|Title||At a loss from words: Verbal overshadowing of perceptual memories|
|Publication Type||Book Chapter|
|Year of Publication||1997|
|Authors||Schooler J.W., Fiore S., Brandimonte M.A.|
|Book Title||Psychology of learning and motivation|
|City||San Diego, CA|
What happens when one attempts to articulate cognitions that cannot be fully captured in words? More specifically, what happens when one attempts to describe their memory for an indescribable perceptual experience? If perceptual memories exceed words, and yet can be constrained by language, then describing one’s recollections of perceptual experiences might actually impede later access to the nonreportable aspect of those experiences. There is a growing accumulation of evidence that verbalization of perceptual memories can interfere with subsequent memory performance. This verbal disruption of nonverbal cognition was examined by J. W. Schooler and Engsler-Schooler (1990) in the domain of face recognition.
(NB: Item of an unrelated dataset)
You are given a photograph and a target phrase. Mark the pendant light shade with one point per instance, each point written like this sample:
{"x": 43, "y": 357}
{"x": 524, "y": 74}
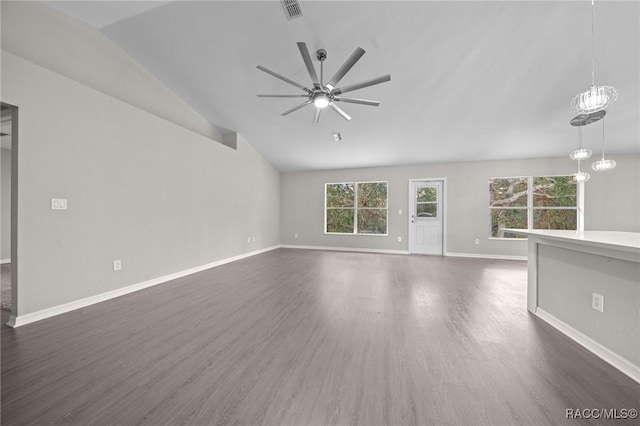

This form of interference was termed "verbal overshadowing" on the basis of two hypotheses: that the disruptive effects of verbalization are specifically the consequence of verbalizing nonverbal cognition; and that verbalization overshadows but does not eradicate the original perceptual memory. Additionally, they introduced a general account of verbal overshadowing effects, termed the "recoding interference hypothesis". The original studies of Schooler and Engsler-Schooler are reviewed in the context of these three characterizations of verbal overshadowing effects.